# How do you part your hair?



## esha (Jan 13, 2009)

I switch mine up between centre part or side part. When I part my hair on the side it's usually parted on the left side. And I got to thinking today why do I even part it on my left side. I just figured because I'm right handed.

I heard though that everyone's nose points towards one direction more so if it points towards the right then the hair should be parted on the right side for a side part or vise-versa. Same thing with the eyes, everyone has a "prettier" eye apparently and the part should be on the side of your prettier eye to accentuate it.

So how you part your hair?


----------



## magneticheart (Jan 13, 2009)

I part mine on my left side of my hair. When I first got a side fringe I had it on the right and it never suited me so I changed sides.

I've heard that you're supposed to part your hair to show off the best side of your face too but I have an uneven face so my hair looks odd parted the other way


----------



## Adrienne (Jan 13, 2009)

I never wear my hair down so I had to remember the last time I parted my it LOL. I usually did it through the middle and if to the side, on my left side.


----------



## Karren (Jan 13, 2009)

Center part with bangs... Been doing it that way for decades!! Lol.


----------



## Bec688 (Jan 13, 2009)

It depends, for years I used to part in the middle, now I part on the left side.


----------



## Ozee (Jan 13, 2009)

I rarely have it down no adays aswell, but wheni do i tend to have a little boof on the top and it pinned back rather then parted.

but i will wear it parted to the left slightly but still pinned back and boofed up.

when I had a fringe thingy i would part it usually on the left because thats my 'good side' lol


----------



## Lucy (Jan 13, 2009)

i part it off to the left, but my parting is a side to middle part, like a diagonal line but not totally severe. i do this because if i do a straight line and part it all off to the side i find when you look at me from the right where there is less hair because its so swept over it makes me look a bit bald. also because i lack so much root volume it gives me a bit more of a pouf at the crown.


----------



## pinksugar (Jan 13, 2009)

I also switch it up.
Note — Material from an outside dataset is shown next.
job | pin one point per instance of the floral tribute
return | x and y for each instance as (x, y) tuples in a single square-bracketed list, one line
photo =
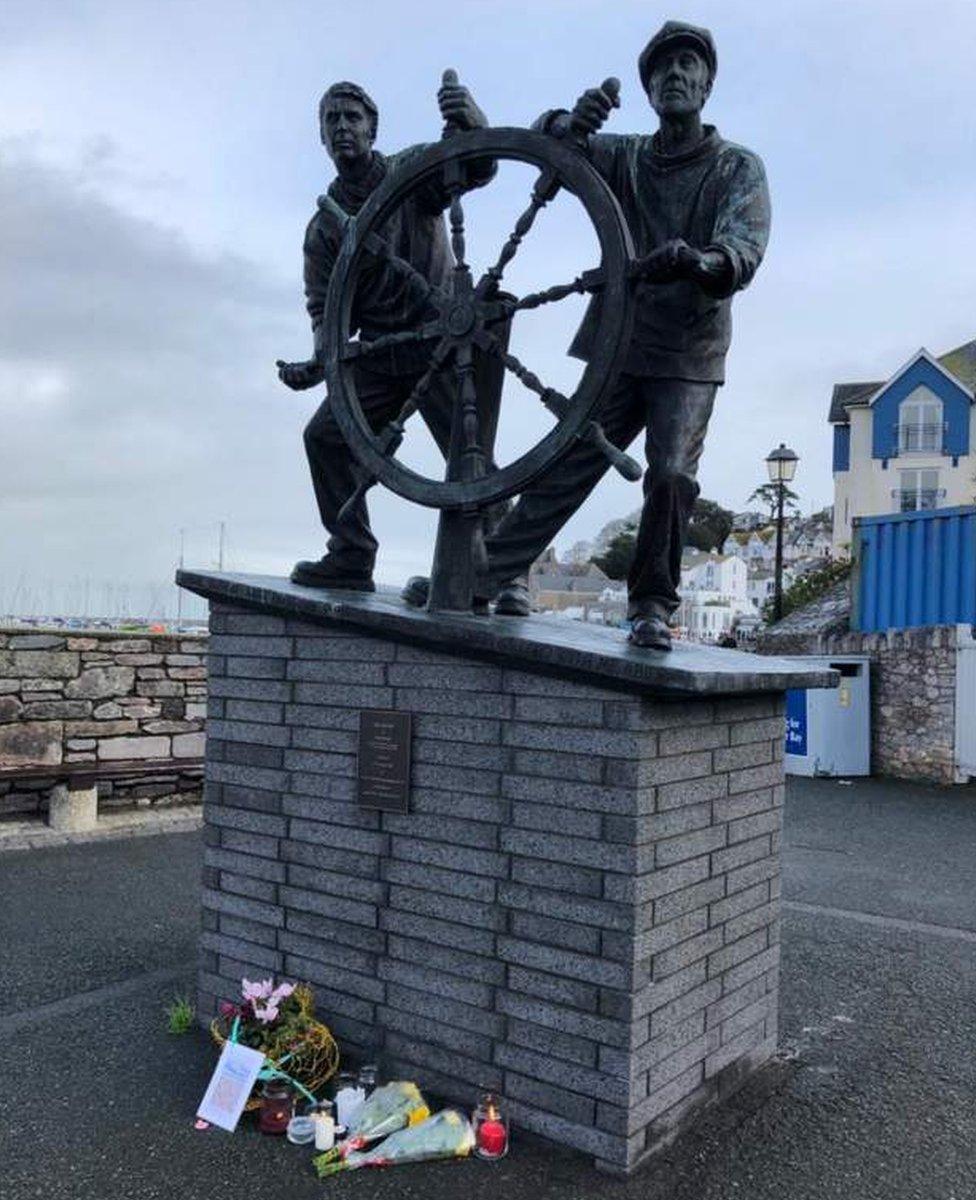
[(279, 1020)]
I don't have a particular side


----------



## Annelle (Jan 14, 2009)

my hair parts itself on the right side.

if i try to switch it up, my hair will have a huge bubble on it on the side that's parted "wrong" instead of lying flat.

doesn't matter if my hair is wet, try, if i'm in the shower or swimming, my hair will naturally just part there.


----------



## xtiffanyx (Jan 14, 2009)

Mine is always just a little off center on the left side. I never switch it up. Now I'm wondering which eye is my better looking one and which way my nose points



; maybe I've been parting my hair the wrong way all along  /emoticons/[email protected] 2x" width="20" height="20" />.


----------



## Jinx (Jan 14, 2009)

Typically mine is off center on the left but not unusual to part in the center. 
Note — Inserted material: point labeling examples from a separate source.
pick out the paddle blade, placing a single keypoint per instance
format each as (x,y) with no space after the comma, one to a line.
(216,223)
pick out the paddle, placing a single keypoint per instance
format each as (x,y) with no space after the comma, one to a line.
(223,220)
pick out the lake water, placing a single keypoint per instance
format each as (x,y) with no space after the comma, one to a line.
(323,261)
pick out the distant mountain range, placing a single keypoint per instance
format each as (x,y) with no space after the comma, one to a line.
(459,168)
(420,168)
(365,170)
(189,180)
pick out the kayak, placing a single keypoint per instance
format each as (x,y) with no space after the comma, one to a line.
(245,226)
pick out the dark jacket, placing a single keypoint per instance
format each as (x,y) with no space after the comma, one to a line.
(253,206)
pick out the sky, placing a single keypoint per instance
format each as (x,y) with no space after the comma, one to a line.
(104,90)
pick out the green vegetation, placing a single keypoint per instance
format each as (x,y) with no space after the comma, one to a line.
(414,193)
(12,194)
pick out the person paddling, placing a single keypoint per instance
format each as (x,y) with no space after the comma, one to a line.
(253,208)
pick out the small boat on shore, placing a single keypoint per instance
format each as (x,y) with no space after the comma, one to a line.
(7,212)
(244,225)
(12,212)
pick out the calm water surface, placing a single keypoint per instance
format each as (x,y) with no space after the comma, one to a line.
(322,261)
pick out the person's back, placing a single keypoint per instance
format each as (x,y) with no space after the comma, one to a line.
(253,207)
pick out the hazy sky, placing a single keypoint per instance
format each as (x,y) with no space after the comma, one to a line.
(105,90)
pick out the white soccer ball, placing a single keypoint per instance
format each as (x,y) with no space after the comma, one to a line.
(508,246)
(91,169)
A lot of times, if I have been lazy with coloring my hair and covering my greys, then the part is where I have the least amount of grey.


----------



## szie (Jan 14, 2009)

Mine's parted to the right. I wish I could switch up, but my hair doesn't seem to like changes.


----------



## Xryn (Jan 14, 2009)

mine's parted to the right

but i have a widow's peak in the centre


----------



## magosienne (Jan 14, 2009)

I part it on the middle, i used to have a side part, but i didn't like it very much and i switched sides regularly.


----------



## -Chelsey- (Jan 14, 2009)

I part mine on the right side and sometimes in the middle. I've tried switching to the left side but it looks so weird on me for some reason. haha


----------



## Orangeeyecrayon (Jan 15, 2009)

i part my hair on the right side, mostly cause that is where it naturaly falls.


----------



## Searesrayne (Jan 19, 2009)

DOwn the middle xD but i have bangs.. I know some ppl that hate down the middle but i look bad if my hair is parting on the side...


----------



## katina74 (Jan 19, 2009)

always parted in the center


----------



## Killah Kitty (Jan 20, 2009)

Mine is always down the middle too... I think it naturally parts there because if I ever try change it I get some major volume lol.
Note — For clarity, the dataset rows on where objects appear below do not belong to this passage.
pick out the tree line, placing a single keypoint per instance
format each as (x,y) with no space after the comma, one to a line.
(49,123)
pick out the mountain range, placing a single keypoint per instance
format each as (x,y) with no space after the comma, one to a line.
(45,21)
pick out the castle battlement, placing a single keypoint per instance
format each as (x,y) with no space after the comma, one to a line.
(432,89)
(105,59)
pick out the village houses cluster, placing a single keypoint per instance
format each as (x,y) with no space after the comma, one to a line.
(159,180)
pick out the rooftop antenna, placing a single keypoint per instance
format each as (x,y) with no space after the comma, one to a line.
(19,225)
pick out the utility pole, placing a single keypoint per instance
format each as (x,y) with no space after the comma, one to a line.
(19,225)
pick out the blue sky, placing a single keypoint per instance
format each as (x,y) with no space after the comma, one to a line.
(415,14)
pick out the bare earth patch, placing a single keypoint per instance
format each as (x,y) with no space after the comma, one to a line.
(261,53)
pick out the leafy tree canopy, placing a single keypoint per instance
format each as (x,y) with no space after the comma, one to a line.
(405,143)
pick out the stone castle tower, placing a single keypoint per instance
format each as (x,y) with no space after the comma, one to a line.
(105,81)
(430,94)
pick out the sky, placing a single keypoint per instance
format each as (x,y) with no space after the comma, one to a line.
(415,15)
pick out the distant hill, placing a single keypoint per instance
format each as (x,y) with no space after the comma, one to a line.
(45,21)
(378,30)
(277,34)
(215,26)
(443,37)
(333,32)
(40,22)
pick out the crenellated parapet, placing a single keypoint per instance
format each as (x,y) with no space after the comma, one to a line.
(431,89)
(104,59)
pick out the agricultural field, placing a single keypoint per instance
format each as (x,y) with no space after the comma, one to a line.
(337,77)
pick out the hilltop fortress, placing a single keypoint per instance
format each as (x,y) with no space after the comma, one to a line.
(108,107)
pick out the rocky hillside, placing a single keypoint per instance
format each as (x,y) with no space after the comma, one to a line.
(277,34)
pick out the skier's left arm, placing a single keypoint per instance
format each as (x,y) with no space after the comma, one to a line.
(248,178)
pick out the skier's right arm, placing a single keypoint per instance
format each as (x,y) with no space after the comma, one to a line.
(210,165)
I dont look good with off-to-the-side parts because then my curls look weird... like I have way too much on one side.

If I ever put my hair up I prefer to have no part at all.


----------



## kabuki_killer (Feb 20, 2009)

Zig zag. Haha. With most of the hair on the right side.


----------



## pinksugar (Feb 20, 2009)

you know, until I saw this post again, I had forgotten how much I dislike my hair parted in the middle. Like, I used to have it that way sometimes, now I absolutely hate it. It looks horrible on me.


----------



## HairEgo (Feb 20, 2009)

LOL I'm all about the teasing of the hair if I've straightened it...bigger is better! Therefore,the part is usually to the left. If i'm wearing my hair curly, I NEVER leave it all down...I always need do something...I'll either make 2 thhin braids on the side or clip some of it back or anything so its not all in my face...lol I guess i didnt really give my 2 cents about parting hair...soo here goes: inorder to find the way your hair should part....comb all your hair* back and let it fall....where it falls is where it should part!


----------



## AnnaKG00 (Feb 20, 2009)

usually on the left side =)


----------



## nursie (Feb 21, 2009)

i've always parted mine on the left side. i guess it started that way because im right handed...left to right?

over the years i've tried parting it on the right side just to be different, and i finally realized my hair is thicker on the left side than it is on the right, so it looks better to let most of it fall to the right.

i hate my hair parted in the middle


----------